CAUTION: The technician should never wear loose clothing or neckties when working around rotating equipment. Long hair should also be tied back.
There are basically three sizes of V-belts used at present. Size FHP V-belts are 3/8 inch wide and used on fractional-horsepower motors. Size A-section is ½-inch wide and used for most jobs requiring one- to five-horsepower motors. Size B-section is 21/32 inch wide and used when the motor pulley is larger than 5 inches in diameter. More than one V-belt is often used to pull large devices. When belt changes are needed, a matched set should be used in a dual-belt application. The equipment’s revolutions per minute can be changed by changing the pulley size or sizes. The following formula can be used:
diameter of equipment pulley = motor rpm X motor pulley size / rpm of equipment
This formula can be transposed to solve for any of the stated values by simple algebra. For example, if the motor rpm were 1750 with a 5-inch pulley, what size equipment pulley would be required to produce a speed of 1000 rpm?

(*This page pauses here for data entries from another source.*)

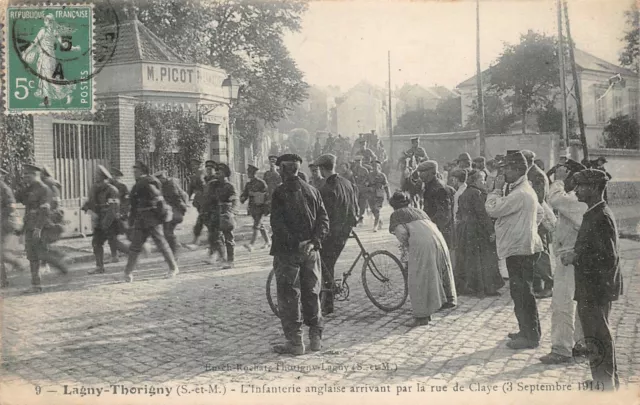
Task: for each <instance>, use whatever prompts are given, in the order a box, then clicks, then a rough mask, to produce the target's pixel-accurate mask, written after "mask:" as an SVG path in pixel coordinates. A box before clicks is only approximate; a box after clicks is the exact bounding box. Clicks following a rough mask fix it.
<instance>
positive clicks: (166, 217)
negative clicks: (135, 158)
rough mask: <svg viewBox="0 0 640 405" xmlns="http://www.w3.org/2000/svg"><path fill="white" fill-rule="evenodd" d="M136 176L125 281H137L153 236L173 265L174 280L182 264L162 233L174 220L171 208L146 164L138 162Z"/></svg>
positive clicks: (129, 281) (163, 252) (169, 266)
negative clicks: (144, 249) (138, 259)
mask: <svg viewBox="0 0 640 405" xmlns="http://www.w3.org/2000/svg"><path fill="white" fill-rule="evenodd" d="M133 176H134V177H135V179H136V184H135V185H134V186H133V187H132V188H131V195H130V201H131V212H130V215H129V227H131V228H133V229H132V231H131V246H130V247H129V259H128V260H127V266H126V268H125V270H124V276H125V281H127V282H129V283H130V282H132V281H133V275H132V273H133V270H134V268H135V267H136V264H137V262H138V256H139V255H140V251H141V250H142V246H143V245H144V243H145V242H146V241H147V238H148V237H149V236H151V238H152V239H153V241H154V242H155V244H156V246H157V247H158V250H160V251H161V252H162V256H164V260H165V261H166V262H167V264H168V265H169V272H168V273H167V277H168V278H171V277H174V276H175V275H176V274H178V272H179V270H178V264H177V263H176V259H175V257H174V256H173V252H172V251H171V248H170V247H169V245H168V244H167V240H166V239H165V237H164V232H163V229H162V224H163V223H164V222H168V221H171V219H172V218H171V217H172V213H171V208H170V207H169V206H168V205H167V203H166V202H165V201H164V198H163V197H162V193H161V191H160V190H161V188H162V186H161V184H160V182H159V181H158V179H156V178H155V177H153V176H150V175H149V168H148V167H147V165H145V164H144V163H143V162H136V163H135V165H134V166H133Z"/></svg>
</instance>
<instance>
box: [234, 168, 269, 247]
mask: <svg viewBox="0 0 640 405" xmlns="http://www.w3.org/2000/svg"><path fill="white" fill-rule="evenodd" d="M257 172H258V168H257V167H256V166H254V165H249V167H248V168H247V175H248V176H249V182H248V183H247V184H246V185H245V186H244V191H243V192H242V195H240V203H242V204H244V202H245V201H247V199H248V200H249V214H250V215H251V217H252V218H253V234H252V235H251V242H249V244H247V245H245V247H246V248H247V250H249V252H251V250H252V249H253V244H254V243H256V238H257V237H258V231H260V234H261V235H262V238H263V239H264V246H263V249H266V248H267V247H269V246H270V245H271V241H270V239H269V234H267V230H266V229H265V228H264V225H263V224H262V217H263V216H265V215H268V214H269V205H270V204H269V199H270V195H269V191H268V187H267V183H265V182H264V180H261V179H259V178H257V177H256V173H257Z"/></svg>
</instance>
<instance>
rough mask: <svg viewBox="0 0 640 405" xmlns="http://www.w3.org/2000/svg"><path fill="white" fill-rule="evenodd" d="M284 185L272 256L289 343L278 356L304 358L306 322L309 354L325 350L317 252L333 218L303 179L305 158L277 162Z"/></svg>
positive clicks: (296, 157) (319, 267) (281, 313)
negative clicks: (310, 343) (302, 168)
mask: <svg viewBox="0 0 640 405" xmlns="http://www.w3.org/2000/svg"><path fill="white" fill-rule="evenodd" d="M278 164H279V166H280V169H281V170H282V174H283V177H284V183H283V184H282V185H280V186H278V188H277V189H276V191H275V192H274V193H273V205H272V211H271V228H272V229H273V244H272V245H271V252H270V254H271V255H272V256H273V267H274V271H275V275H276V284H277V293H278V309H279V312H280V320H281V322H282V329H283V331H284V335H285V338H286V340H287V341H286V343H284V344H282V345H277V346H275V347H274V348H273V350H274V351H275V352H276V353H281V354H285V353H288V354H293V355H301V354H304V352H305V345H304V342H303V332H302V322H303V320H304V323H305V324H306V325H307V326H309V337H310V340H311V344H310V349H311V350H312V351H319V350H320V349H321V348H322V328H323V325H322V313H321V310H320V291H321V285H320V283H321V271H320V266H319V263H318V260H319V257H318V256H319V254H318V250H320V249H321V248H322V245H321V244H322V242H323V241H324V239H325V238H326V236H327V234H328V233H329V218H328V216H327V211H326V210H325V207H324V204H323V202H322V197H321V196H320V192H319V191H318V190H317V189H316V188H314V187H312V186H310V185H309V184H307V183H306V182H304V181H303V180H301V179H300V177H298V170H300V165H301V164H302V158H300V156H298V155H295V154H285V155H282V156H280V158H278Z"/></svg>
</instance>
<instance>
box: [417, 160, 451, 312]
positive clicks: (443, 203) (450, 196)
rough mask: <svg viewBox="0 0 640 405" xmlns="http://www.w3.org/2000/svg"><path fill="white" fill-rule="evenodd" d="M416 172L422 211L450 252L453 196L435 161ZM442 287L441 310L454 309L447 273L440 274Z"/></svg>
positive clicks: (422, 167)
mask: <svg viewBox="0 0 640 405" xmlns="http://www.w3.org/2000/svg"><path fill="white" fill-rule="evenodd" d="M416 171H417V172H418V175H419V176H420V179H421V180H422V183H423V184H424V186H423V187H424V193H423V204H424V209H423V210H424V212H426V213H427V215H428V216H429V218H430V219H431V221H432V222H433V223H434V224H436V226H437V227H438V230H440V233H442V236H443V238H444V240H445V242H447V247H448V248H449V250H451V247H452V246H453V241H452V236H453V235H452V232H453V208H452V207H453V195H452V194H451V192H450V191H449V190H448V189H447V187H446V186H445V184H444V183H443V182H442V181H440V180H439V179H438V177H437V173H438V162H436V161H435V160H427V161H424V162H422V163H420V164H419V165H418V168H417V169H416ZM442 286H443V287H444V291H445V294H446V297H447V303H446V304H444V305H443V308H445V309H446V308H453V307H455V306H456V305H457V294H456V289H455V281H454V280H452V279H451V277H450V275H449V273H448V272H443V273H442Z"/></svg>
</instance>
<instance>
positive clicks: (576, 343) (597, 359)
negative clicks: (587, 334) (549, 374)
mask: <svg viewBox="0 0 640 405" xmlns="http://www.w3.org/2000/svg"><path fill="white" fill-rule="evenodd" d="M606 350H607V347H606V345H605V344H604V343H603V342H602V341H601V340H600V339H598V338H595V337H591V336H587V337H584V338H582V339H580V340H578V341H577V342H576V344H575V345H574V346H573V352H574V359H575V362H576V363H577V364H583V365H585V366H590V367H597V366H599V365H600V364H602V362H603V361H604V357H605V355H606Z"/></svg>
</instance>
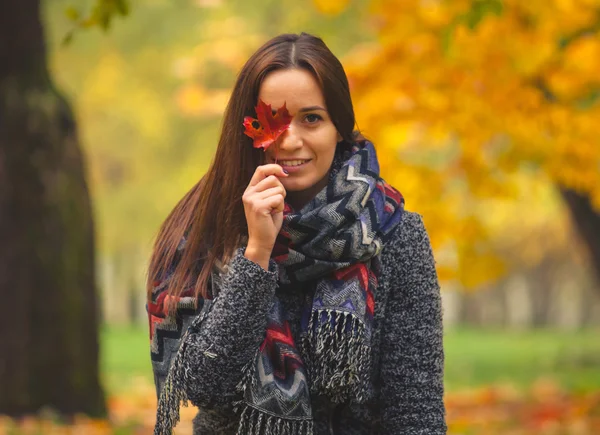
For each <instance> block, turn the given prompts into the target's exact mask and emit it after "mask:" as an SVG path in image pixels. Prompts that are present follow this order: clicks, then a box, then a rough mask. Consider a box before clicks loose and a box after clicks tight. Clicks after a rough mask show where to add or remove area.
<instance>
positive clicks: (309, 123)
mask: <svg viewBox="0 0 600 435" xmlns="http://www.w3.org/2000/svg"><path fill="white" fill-rule="evenodd" d="M304 119H305V120H306V122H308V123H309V124H314V123H316V122H317V121H319V120H321V119H323V118H321V117H320V116H319V115H316V114H314V113H311V114H309V115H306V117H305V118H304Z"/></svg>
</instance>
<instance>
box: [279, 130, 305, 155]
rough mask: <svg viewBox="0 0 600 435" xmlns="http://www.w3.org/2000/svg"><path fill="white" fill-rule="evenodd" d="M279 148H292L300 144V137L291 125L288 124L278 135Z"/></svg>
mask: <svg viewBox="0 0 600 435" xmlns="http://www.w3.org/2000/svg"><path fill="white" fill-rule="evenodd" d="M279 140H280V142H279V149H282V150H294V149H297V148H300V147H301V146H302V138H301V137H300V135H299V134H298V132H297V131H296V129H295V128H294V126H293V125H290V126H289V127H288V128H287V130H286V131H284V132H283V133H282V135H281V136H280V137H279Z"/></svg>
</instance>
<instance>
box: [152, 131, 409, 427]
mask: <svg viewBox="0 0 600 435" xmlns="http://www.w3.org/2000/svg"><path fill="white" fill-rule="evenodd" d="M338 149H339V150H341V151H339V152H336V158H335V159H334V163H333V167H332V171H331V174H330V178H329V182H328V184H327V186H326V187H325V188H324V189H323V190H322V191H321V192H319V193H318V194H317V195H316V197H315V198H313V199H312V200H311V201H310V202H309V203H308V204H306V205H305V206H304V207H303V208H302V210H300V211H298V212H296V211H294V210H293V209H292V207H291V206H290V205H289V204H286V206H285V210H284V221H283V225H282V228H281V231H280V233H279V236H278V239H277V241H276V244H275V247H274V249H273V254H272V259H273V260H274V261H275V262H276V263H277V265H278V273H279V281H280V284H281V286H282V289H284V288H286V286H288V285H296V286H298V285H299V286H301V287H303V288H306V289H307V291H308V289H310V290H311V291H312V289H314V295H312V303H311V304H309V305H308V306H307V307H305V312H304V315H303V319H302V325H301V328H302V332H301V334H300V343H298V345H297V344H296V343H295V342H294V339H293V338H292V334H291V331H290V327H289V325H288V323H287V321H286V320H285V319H286V316H285V313H284V311H283V307H282V305H281V303H280V302H279V301H278V300H277V298H275V301H274V304H273V307H272V309H271V311H270V313H269V315H268V325H267V331H266V337H265V340H264V342H263V343H262V345H261V346H260V347H259V349H257V351H256V354H255V357H254V358H253V359H252V360H251V361H248V363H247V364H246V368H245V369H244V374H243V378H242V380H241V382H240V384H239V387H238V388H239V389H240V392H241V397H243V398H242V400H240V401H239V402H237V403H236V404H235V405H236V407H235V409H236V411H237V413H238V415H239V417H240V421H239V426H238V434H239V435H254V434H256V435H259V434H273V435H278V434H283V433H286V434H299V435H304V434H312V433H313V420H312V410H311V398H310V396H311V394H312V395H324V396H327V397H328V398H329V399H330V400H331V401H332V402H334V403H341V402H350V401H353V402H357V403H362V402H364V401H366V400H367V399H368V385H369V381H370V379H369V376H370V372H371V332H372V323H373V313H374V298H373V294H374V292H375V291H376V288H377V280H378V276H379V273H380V271H379V258H378V254H379V253H380V252H381V249H382V248H383V246H384V244H385V243H386V241H387V240H388V239H389V237H390V236H391V234H392V232H393V230H394V229H395V228H396V227H397V225H398V224H399V223H400V220H401V217H402V213H403V210H404V198H403V197H402V195H401V194H400V193H399V192H398V191H396V190H395V189H394V188H393V187H391V186H390V185H389V184H387V183H386V182H385V181H384V180H383V179H382V178H381V177H380V176H379V164H378V161H377V156H376V153H375V149H374V147H373V144H372V143H370V142H368V141H361V142H356V143H354V144H353V145H352V146H351V147H349V148H346V149H342V148H341V147H338ZM311 283H312V285H311ZM217 297H218V296H217ZM205 305H206V304H205ZM206 308H207V307H205V309H203V310H202V313H201V314H200V315H199V316H198V317H197V318H196V319H195V320H194V322H193V323H192V325H191V326H190V328H189V329H188V331H187V332H186V334H185V335H184V337H183V338H182V343H181V346H180V348H179V351H178V354H177V356H176V358H175V361H174V362H173V365H172V366H171V369H170V371H169V375H168V376H167V380H166V382H165V387H164V388H163V390H162V394H161V397H160V400H159V406H158V411H157V424H156V427H155V432H154V433H155V434H156V435H158V434H170V433H171V429H172V427H173V426H174V424H176V422H177V421H178V420H179V402H180V400H183V401H184V402H186V399H187V398H186V397H185V393H184V388H183V385H184V384H185V382H186V378H187V372H188V371H187V370H186V362H185V356H184V354H185V348H186V338H187V335H188V334H189V333H194V332H197V331H199V329H200V326H201V324H202V321H203V319H204V317H205V316H206V315H207V314H208V312H209V310H210V308H208V309H206Z"/></svg>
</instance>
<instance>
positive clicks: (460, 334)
mask: <svg viewBox="0 0 600 435" xmlns="http://www.w3.org/2000/svg"><path fill="white" fill-rule="evenodd" d="M101 343H102V361H101V362H102V364H101V368H102V377H103V381H104V385H105V386H106V388H107V391H108V392H109V393H111V394H119V393H122V392H125V391H127V390H128V389H130V388H132V385H133V384H134V383H135V382H139V381H140V380H141V381H143V382H149V383H151V382H152V370H151V365H150V354H149V341H148V332H147V330H146V329H145V328H142V327H105V328H104V329H103V330H102V335H101ZM445 352H446V370H445V382H446V388H447V390H448V391H456V390H460V389H464V388H470V387H479V386H483V385H489V384H513V385H515V386H517V387H524V388H526V387H527V386H529V385H530V384H531V383H533V382H534V381H536V380H538V379H540V378H551V379H553V380H554V381H556V382H558V384H559V385H561V386H562V387H564V388H566V389H568V390H570V391H577V392H586V391H593V390H599V389H600V331H598V330H586V331H577V332H562V331H549V330H539V331H525V332H515V331H512V332H509V331H490V330H475V329H457V330H449V331H447V332H446V336H445Z"/></svg>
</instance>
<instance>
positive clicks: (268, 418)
mask: <svg viewBox="0 0 600 435" xmlns="http://www.w3.org/2000/svg"><path fill="white" fill-rule="evenodd" d="M313 434H314V425H313V422H312V420H309V419H298V420H293V419H289V418H284V417H279V416H275V415H271V414H267V413H266V412H263V411H260V410H258V409H256V408H254V407H252V406H248V405H245V407H244V410H243V411H242V414H241V415H240V425H239V427H238V431H237V435H313Z"/></svg>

diameter of equipment pulley = motor rpm x motor pulley size / rpm of equipment
diameter of equipment pulley = 1750x5 / 1000
diameter of equipment pulley = 8.75 inches
V-belts should always be properly aligned and the tension adjusted. Figure 10.30(a) shows an incorrectly aligned V-belt. The proper amount of tension for most belts is shown in Figure 10.30(b). Frequently a V-belt will slip, causing erratic equipment speed or breakage. In these cases, the belt should be replaced and the tension adjusted correctly.
Figr. 10.30 V-belt alignment: (a) Incorrect alignment; (b) Proper
tension and adjustment
CAUTION: Always use caution when working around an electric motor that is transferring rotating motion with V-belts.